Customer engagement is the most popular trend these days – every business is investing in campaigns to engage and interact with its customers on the mobile, social media and web platforms. Customer engagement is all about interaction with customers to know and understand what they want or expect from the brand. Measuring the return on the investment from customer engagement is as important as it is to develop an efficient customer engagement strategy. In fact, measuring the ROI is necessary if you want to know the investment is worth it or not. So here are five ways in which you can do that.
Data is what you need to be able to measure the returns on your investment. Therefore the primary component needed for measuring ROI on customer engagement is a data repository, where you store all the data you can possibly collect from customer interaction and engagement. The repository should also have the customer demographics, details about customer behavior and also their channel preferences, alongside the feedback they provide about your brand.
Real time analytics
Collecting data today, for analysis in the future is not going to help your business. Every action and interaction of the customer can give you insights about customer behavior and preferences, which will directly affect your business. So real time analysis of customer interaction must be done so that you can make the necessary changes quickly enough to keep the customer happy and loyal to your brand.

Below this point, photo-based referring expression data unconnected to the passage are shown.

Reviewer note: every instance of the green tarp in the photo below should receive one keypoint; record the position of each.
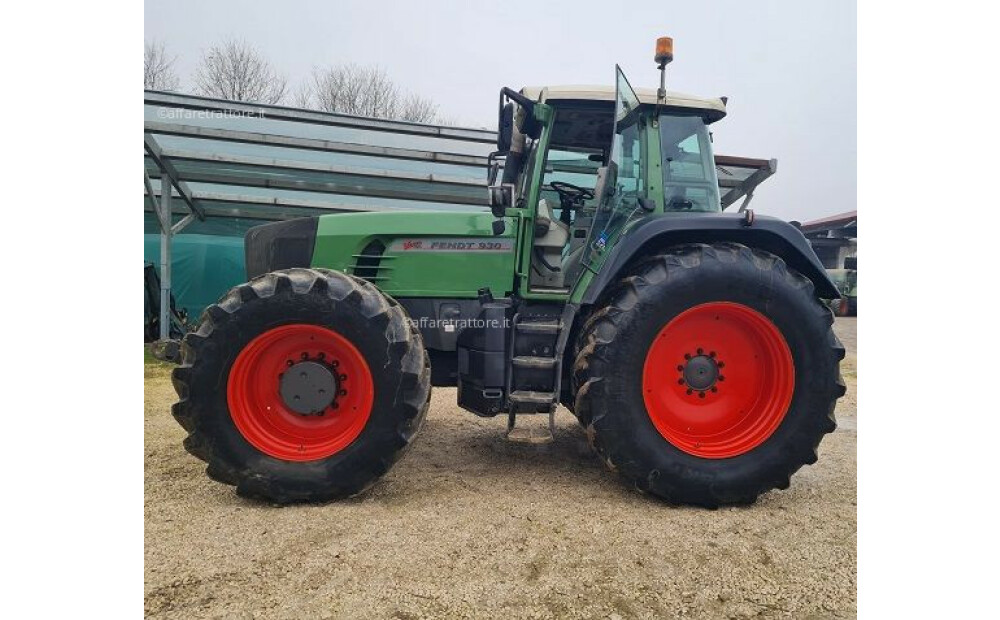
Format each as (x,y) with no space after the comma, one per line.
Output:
(204,268)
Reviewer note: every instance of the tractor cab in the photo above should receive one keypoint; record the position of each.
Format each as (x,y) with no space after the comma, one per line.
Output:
(584,162)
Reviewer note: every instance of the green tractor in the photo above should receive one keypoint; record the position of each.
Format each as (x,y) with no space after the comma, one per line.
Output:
(693,345)
(846,281)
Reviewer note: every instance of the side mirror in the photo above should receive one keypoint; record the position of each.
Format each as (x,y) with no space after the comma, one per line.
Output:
(492,172)
(501,197)
(607,176)
(505,128)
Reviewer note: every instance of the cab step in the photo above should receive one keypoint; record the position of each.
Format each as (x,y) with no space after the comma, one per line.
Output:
(530,361)
(533,434)
(548,326)
(527,397)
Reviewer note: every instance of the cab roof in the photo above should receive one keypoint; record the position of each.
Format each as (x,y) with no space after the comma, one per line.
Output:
(712,109)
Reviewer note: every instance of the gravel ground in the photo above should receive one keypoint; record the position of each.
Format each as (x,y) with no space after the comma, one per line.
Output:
(469,525)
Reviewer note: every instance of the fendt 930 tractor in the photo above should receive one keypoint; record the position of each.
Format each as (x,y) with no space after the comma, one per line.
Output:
(693,345)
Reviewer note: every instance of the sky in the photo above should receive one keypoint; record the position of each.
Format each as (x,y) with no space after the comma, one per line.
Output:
(788,67)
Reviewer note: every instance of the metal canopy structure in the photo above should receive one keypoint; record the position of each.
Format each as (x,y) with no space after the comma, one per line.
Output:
(225,159)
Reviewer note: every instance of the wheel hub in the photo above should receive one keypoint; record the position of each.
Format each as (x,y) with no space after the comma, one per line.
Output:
(701,372)
(308,387)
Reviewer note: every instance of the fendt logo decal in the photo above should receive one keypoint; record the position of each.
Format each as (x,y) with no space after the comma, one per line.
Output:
(467,244)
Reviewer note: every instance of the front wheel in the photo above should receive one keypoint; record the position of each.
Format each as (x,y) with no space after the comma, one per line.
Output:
(302,385)
(710,375)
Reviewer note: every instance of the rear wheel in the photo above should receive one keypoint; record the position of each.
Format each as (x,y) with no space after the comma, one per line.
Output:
(304,384)
(710,375)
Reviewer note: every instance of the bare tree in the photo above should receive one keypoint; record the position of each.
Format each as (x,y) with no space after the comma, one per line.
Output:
(364,91)
(419,110)
(158,68)
(237,71)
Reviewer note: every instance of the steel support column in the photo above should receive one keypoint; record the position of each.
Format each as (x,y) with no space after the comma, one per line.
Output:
(165,214)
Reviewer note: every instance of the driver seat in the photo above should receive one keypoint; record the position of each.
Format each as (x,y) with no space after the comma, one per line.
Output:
(551,236)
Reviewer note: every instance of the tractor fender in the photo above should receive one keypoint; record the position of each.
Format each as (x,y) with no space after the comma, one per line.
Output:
(764,233)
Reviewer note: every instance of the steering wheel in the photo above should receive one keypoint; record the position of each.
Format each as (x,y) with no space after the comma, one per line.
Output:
(570,195)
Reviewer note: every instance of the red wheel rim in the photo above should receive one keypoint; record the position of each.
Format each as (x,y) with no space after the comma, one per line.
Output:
(738,408)
(260,413)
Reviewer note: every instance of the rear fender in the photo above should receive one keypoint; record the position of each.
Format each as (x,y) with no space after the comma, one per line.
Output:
(765,233)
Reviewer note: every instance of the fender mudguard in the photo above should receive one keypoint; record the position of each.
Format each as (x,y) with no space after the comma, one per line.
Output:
(765,233)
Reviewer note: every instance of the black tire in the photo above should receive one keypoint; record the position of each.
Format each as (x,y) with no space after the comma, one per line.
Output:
(608,372)
(373,322)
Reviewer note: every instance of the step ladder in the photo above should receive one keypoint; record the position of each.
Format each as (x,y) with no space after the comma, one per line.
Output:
(534,376)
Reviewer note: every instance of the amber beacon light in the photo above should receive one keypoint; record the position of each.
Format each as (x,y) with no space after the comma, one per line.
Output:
(664,54)
(664,50)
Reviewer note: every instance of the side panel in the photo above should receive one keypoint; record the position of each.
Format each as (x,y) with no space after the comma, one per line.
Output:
(421,253)
(652,233)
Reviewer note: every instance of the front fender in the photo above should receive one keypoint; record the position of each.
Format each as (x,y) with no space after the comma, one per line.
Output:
(766,233)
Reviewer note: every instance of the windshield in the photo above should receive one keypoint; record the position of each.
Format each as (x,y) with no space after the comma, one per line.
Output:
(625,177)
(689,179)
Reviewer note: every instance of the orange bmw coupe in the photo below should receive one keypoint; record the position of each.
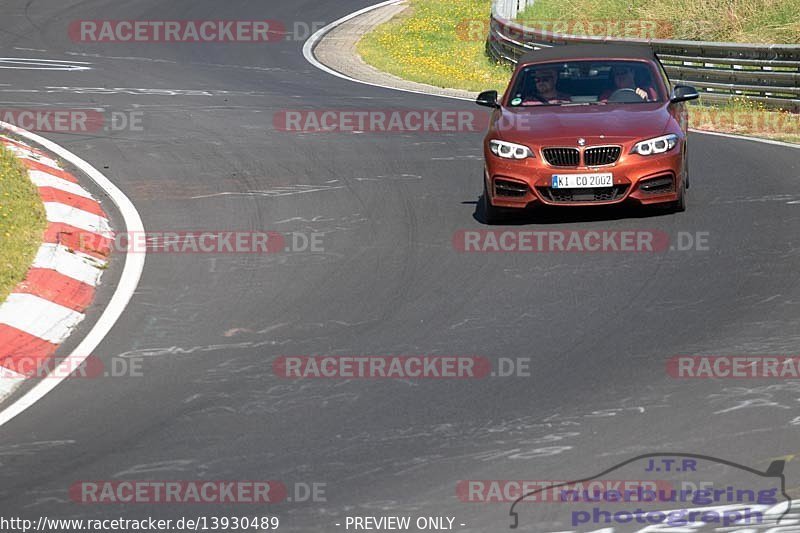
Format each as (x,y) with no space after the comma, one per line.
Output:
(586,125)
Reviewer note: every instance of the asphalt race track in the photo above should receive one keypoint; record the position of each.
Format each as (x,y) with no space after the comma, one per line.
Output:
(598,328)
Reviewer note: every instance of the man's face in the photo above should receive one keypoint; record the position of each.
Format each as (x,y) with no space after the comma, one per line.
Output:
(545,81)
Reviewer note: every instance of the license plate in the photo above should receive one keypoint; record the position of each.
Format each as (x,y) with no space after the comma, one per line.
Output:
(582,181)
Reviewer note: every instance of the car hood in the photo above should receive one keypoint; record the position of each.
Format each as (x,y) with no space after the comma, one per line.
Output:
(595,123)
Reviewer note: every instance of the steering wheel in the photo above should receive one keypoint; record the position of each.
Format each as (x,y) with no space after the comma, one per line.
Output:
(625,95)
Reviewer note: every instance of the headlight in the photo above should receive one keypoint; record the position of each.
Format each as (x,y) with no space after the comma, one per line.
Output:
(508,150)
(659,145)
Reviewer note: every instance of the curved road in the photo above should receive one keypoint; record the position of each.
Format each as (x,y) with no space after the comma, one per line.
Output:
(597,328)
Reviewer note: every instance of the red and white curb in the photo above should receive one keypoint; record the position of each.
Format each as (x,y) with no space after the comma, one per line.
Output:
(42,310)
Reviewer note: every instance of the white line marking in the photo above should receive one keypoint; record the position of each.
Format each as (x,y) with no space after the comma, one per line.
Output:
(77,266)
(131,273)
(25,63)
(308,53)
(43,179)
(39,317)
(9,380)
(66,214)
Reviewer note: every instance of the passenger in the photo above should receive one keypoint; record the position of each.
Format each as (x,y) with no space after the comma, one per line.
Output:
(546,92)
(624,79)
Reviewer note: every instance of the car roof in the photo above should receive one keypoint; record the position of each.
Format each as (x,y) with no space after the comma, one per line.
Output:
(571,52)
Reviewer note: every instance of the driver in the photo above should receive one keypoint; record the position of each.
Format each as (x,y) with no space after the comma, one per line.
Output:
(624,79)
(546,93)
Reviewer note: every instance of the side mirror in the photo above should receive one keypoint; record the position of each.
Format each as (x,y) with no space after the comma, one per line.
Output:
(682,93)
(488,99)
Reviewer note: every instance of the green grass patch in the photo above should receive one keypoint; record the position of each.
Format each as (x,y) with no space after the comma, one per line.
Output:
(428,44)
(22,222)
(743,21)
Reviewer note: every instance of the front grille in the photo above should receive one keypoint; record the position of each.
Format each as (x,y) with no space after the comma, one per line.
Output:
(601,155)
(509,188)
(594,194)
(562,157)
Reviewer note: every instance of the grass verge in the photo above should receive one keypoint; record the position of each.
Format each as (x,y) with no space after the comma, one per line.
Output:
(22,222)
(425,44)
(743,21)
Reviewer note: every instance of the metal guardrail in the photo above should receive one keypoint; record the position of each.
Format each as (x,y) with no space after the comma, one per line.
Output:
(720,71)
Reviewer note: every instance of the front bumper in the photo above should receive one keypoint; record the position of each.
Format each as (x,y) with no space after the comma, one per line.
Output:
(638,179)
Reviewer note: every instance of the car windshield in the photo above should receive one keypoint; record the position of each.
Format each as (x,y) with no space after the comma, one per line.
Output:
(586,83)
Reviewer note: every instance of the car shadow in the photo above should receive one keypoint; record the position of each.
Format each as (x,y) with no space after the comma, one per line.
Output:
(550,215)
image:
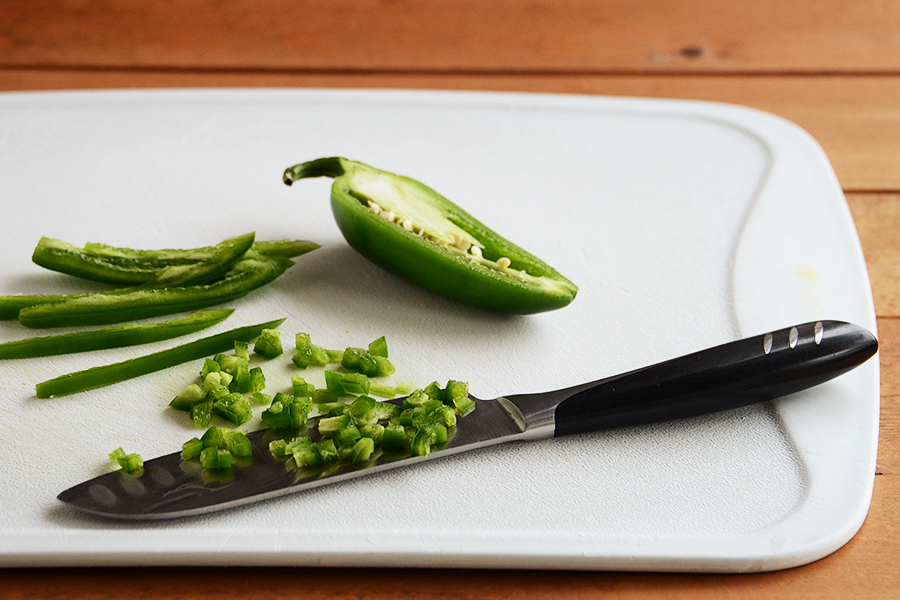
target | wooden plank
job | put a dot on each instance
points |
(855, 118)
(877, 218)
(457, 35)
(864, 568)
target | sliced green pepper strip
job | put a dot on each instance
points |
(412, 231)
(132, 304)
(128, 267)
(142, 365)
(113, 337)
(196, 266)
(200, 273)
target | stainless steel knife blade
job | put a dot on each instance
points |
(731, 375)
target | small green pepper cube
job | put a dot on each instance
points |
(383, 367)
(378, 347)
(300, 387)
(409, 417)
(327, 450)
(241, 349)
(215, 437)
(234, 408)
(456, 389)
(329, 425)
(446, 415)
(304, 452)
(431, 406)
(216, 379)
(201, 413)
(374, 431)
(215, 458)
(130, 463)
(358, 360)
(332, 409)
(393, 440)
(299, 412)
(324, 396)
(261, 398)
(417, 398)
(334, 383)
(346, 436)
(440, 433)
(188, 397)
(315, 356)
(278, 448)
(463, 405)
(434, 391)
(229, 362)
(355, 383)
(191, 449)
(421, 444)
(278, 415)
(362, 450)
(239, 444)
(268, 344)
(209, 366)
(308, 354)
(257, 380)
(382, 411)
(362, 405)
(241, 381)
(380, 389)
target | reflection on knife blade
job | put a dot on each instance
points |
(729, 376)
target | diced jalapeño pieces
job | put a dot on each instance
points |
(361, 429)
(217, 448)
(268, 345)
(308, 354)
(287, 412)
(413, 231)
(157, 361)
(130, 463)
(363, 361)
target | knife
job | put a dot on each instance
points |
(735, 374)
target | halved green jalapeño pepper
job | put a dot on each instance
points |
(413, 231)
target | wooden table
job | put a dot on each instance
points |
(832, 66)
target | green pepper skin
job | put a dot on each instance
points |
(132, 334)
(129, 267)
(96, 377)
(428, 264)
(129, 304)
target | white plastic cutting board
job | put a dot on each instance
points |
(685, 225)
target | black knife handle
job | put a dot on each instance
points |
(729, 376)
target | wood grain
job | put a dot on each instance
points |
(456, 35)
(831, 66)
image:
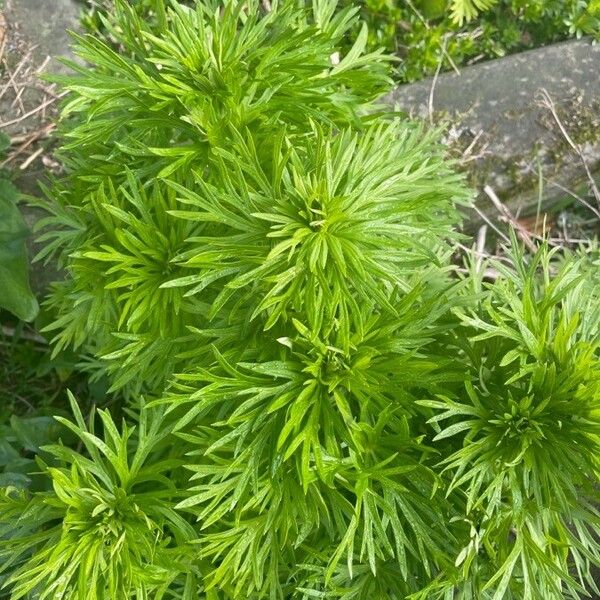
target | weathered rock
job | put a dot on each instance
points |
(504, 104)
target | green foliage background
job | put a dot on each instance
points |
(428, 34)
(313, 401)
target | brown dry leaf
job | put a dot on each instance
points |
(538, 225)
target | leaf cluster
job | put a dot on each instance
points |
(264, 254)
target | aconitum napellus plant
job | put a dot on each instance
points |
(258, 256)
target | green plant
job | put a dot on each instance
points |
(15, 292)
(331, 412)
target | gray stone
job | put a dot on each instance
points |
(501, 103)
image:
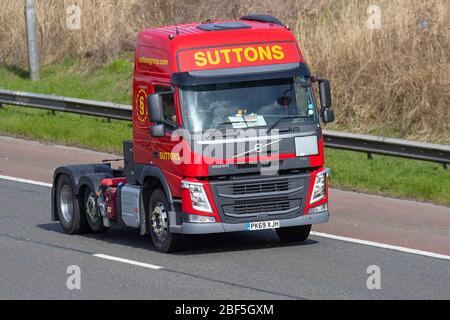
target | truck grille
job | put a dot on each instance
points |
(260, 187)
(262, 206)
(262, 198)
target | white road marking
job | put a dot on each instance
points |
(36, 183)
(317, 234)
(381, 245)
(132, 262)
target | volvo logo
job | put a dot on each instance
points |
(259, 148)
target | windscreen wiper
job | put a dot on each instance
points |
(282, 119)
(218, 127)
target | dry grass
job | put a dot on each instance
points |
(396, 79)
(393, 81)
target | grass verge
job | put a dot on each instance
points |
(352, 171)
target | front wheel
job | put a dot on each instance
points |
(294, 234)
(164, 240)
(68, 207)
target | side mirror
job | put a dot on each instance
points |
(158, 130)
(155, 108)
(325, 93)
(327, 115)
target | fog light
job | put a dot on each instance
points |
(201, 219)
(319, 209)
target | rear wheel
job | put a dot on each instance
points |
(294, 234)
(68, 207)
(91, 211)
(164, 240)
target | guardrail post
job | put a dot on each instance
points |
(32, 42)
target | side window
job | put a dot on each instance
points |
(168, 98)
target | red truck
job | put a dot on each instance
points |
(227, 137)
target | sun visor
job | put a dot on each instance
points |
(279, 71)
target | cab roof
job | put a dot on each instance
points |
(215, 33)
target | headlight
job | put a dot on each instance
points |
(320, 187)
(201, 219)
(199, 198)
(319, 209)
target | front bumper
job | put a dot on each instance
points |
(219, 227)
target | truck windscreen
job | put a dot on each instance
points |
(240, 105)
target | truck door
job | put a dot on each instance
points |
(162, 147)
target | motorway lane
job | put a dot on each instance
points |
(35, 254)
(397, 222)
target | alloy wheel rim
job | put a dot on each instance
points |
(159, 221)
(66, 203)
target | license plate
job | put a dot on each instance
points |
(263, 225)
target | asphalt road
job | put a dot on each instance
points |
(410, 224)
(35, 255)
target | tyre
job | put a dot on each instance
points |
(163, 240)
(294, 234)
(91, 211)
(68, 207)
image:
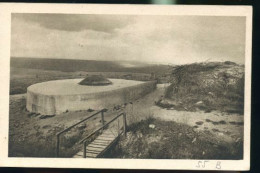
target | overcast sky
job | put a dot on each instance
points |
(159, 39)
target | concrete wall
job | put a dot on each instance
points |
(55, 104)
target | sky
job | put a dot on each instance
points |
(146, 38)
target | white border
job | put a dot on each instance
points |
(5, 27)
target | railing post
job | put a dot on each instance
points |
(84, 149)
(57, 145)
(102, 119)
(124, 119)
(118, 128)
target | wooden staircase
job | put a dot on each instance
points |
(106, 136)
(100, 145)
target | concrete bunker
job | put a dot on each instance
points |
(58, 96)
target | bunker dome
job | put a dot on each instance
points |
(95, 92)
(95, 80)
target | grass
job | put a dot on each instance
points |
(170, 140)
(208, 87)
(21, 78)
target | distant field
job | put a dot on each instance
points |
(28, 71)
(69, 65)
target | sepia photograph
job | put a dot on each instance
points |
(122, 86)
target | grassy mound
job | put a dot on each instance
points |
(156, 139)
(207, 86)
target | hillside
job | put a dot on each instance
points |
(206, 86)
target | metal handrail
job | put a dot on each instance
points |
(101, 128)
(67, 129)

Identifying customer lifecycle
So far, companies have limited their understanding and knowledge of customer lifecycle only to the awareness and acquisition stages. This keeps the focus only on managing the marketing campaign, rather than on customer engagement. The organization should try and map the customers’ journey right from the beginning to align with their perspective and also the decision making process if it wants to build a relationship that lasts a lifetime.
Lifetime value of customers
Not all customers are equal, which is why treating them all the same is not going to help. Another way to measure the ROI from customer engagement is to calculate the lifetime value of each customer. This should include finding out the total revenue that a customer generates for you through purchases, the cost of resources used to acquire the customer and also the revenue generated through customer referrals.
Point of contact
There are many channels through which the customers reach out to you – social media, phone, print media and direct contact. Regardless of what the touch point is, your customers can either negatively or positively influence your brand. The organization, therefore, should determine which point of contact is important for the customer and for the company to create value.